Water Quality Analysis by Most Probable Number (MPN)


The presumptive test is the first step in the most probable number (MPN) analysis, which is a statistical method to estimate the concentration of viable microorganisms in a water sample. The presumptive test is used to screen the water sample for the presence of coliform bacteria, which are indicators of fecal contamination and potential pathogens. Coliform bacteria are Gram-negative, non-spore-forming rods that can ferment lactose with acid and gas production.
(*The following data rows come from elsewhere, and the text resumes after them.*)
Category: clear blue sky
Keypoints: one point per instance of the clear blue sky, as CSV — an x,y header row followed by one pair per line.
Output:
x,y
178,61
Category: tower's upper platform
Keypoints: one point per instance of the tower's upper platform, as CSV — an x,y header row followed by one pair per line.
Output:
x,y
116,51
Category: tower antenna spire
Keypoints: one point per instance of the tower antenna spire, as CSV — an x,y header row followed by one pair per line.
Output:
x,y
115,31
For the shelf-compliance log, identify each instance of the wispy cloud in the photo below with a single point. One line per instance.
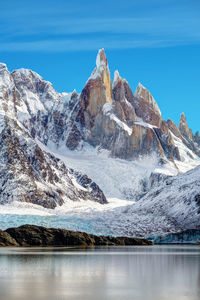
(48, 29)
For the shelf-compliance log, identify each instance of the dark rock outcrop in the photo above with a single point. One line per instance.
(31, 235)
(189, 236)
(7, 240)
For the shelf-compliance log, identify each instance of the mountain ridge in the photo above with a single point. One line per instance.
(48, 134)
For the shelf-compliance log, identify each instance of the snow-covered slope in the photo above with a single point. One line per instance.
(118, 138)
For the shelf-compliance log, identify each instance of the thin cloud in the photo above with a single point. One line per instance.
(173, 24)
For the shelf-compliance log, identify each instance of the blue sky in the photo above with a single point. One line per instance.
(153, 42)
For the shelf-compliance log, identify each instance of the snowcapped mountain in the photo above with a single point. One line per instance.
(117, 137)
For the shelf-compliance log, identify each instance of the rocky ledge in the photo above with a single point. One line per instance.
(188, 236)
(31, 235)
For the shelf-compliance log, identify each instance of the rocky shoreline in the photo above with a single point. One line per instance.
(32, 235)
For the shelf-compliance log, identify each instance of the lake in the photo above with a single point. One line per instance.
(106, 273)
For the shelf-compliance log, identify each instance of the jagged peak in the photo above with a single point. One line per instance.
(101, 59)
(117, 78)
(183, 118)
(101, 64)
(26, 73)
(144, 93)
(3, 66)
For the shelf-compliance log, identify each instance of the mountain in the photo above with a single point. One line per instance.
(106, 142)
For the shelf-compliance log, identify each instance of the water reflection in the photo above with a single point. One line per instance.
(125, 273)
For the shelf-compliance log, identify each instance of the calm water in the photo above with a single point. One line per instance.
(156, 273)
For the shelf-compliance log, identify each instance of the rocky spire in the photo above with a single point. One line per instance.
(174, 129)
(184, 129)
(97, 90)
(142, 92)
(102, 72)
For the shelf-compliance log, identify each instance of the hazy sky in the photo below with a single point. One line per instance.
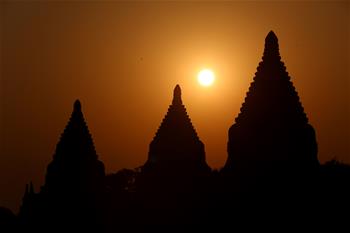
(122, 60)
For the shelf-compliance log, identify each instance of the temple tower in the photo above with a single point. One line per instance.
(272, 129)
(176, 146)
(75, 168)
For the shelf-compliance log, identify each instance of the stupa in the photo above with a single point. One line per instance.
(176, 147)
(272, 129)
(75, 168)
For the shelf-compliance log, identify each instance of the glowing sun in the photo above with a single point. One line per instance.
(206, 77)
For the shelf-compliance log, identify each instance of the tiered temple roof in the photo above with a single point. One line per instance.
(75, 165)
(271, 126)
(176, 145)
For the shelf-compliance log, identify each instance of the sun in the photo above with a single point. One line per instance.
(206, 77)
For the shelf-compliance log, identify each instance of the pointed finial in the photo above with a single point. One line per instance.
(271, 45)
(177, 95)
(31, 188)
(26, 190)
(77, 105)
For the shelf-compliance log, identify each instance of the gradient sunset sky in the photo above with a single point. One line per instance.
(122, 60)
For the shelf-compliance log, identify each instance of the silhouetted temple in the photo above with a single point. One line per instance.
(74, 181)
(75, 166)
(176, 146)
(272, 129)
The presumptive test involves inoculating measured volumes of water into a series of tubes containing a selective growth medium, such as MacConkey lactose broth, Lauryl tryptose broth, or brilliant green lactose bile broth. The medium contains lactose as the sole carbohydrate source, a surfactant such as sodium lauryl sulfate or bile salt to inhibit non-coliform bacteria, and a pH indicator dye such as bromcresol purple or brilliant green to detect acid production. The tubes also contain inverted Durham tubes to collect gas bubbles.

The inoculated tubes are incubated at 35°C for 24 to 48 hours and observed for color change and gas production. A positive presumptive test is indicated by the formation of at least 10% gas in the Durham tube and a change in the color of the medium from purple or green to yellow, indicating acid production. A negative presumptive test is indicated by no gas formation and no color change. A doubtful presumptive test is indicated by gas formation without color change or vice versa.

The number and distribution of positive tubes in each set are recorded and compared with a standard MPN table to estimate the number of coliform bacteria per 100 ml of water sample. The MPN table gives a range of possible values with a 95% confidence interval. The presumptive test is only an estimation and not a definitive identification of coliform bacteria. Therefore, if any tube shows a positive or doubtful result, a confirmatory test is performed to verify the presence of coliform bacteria.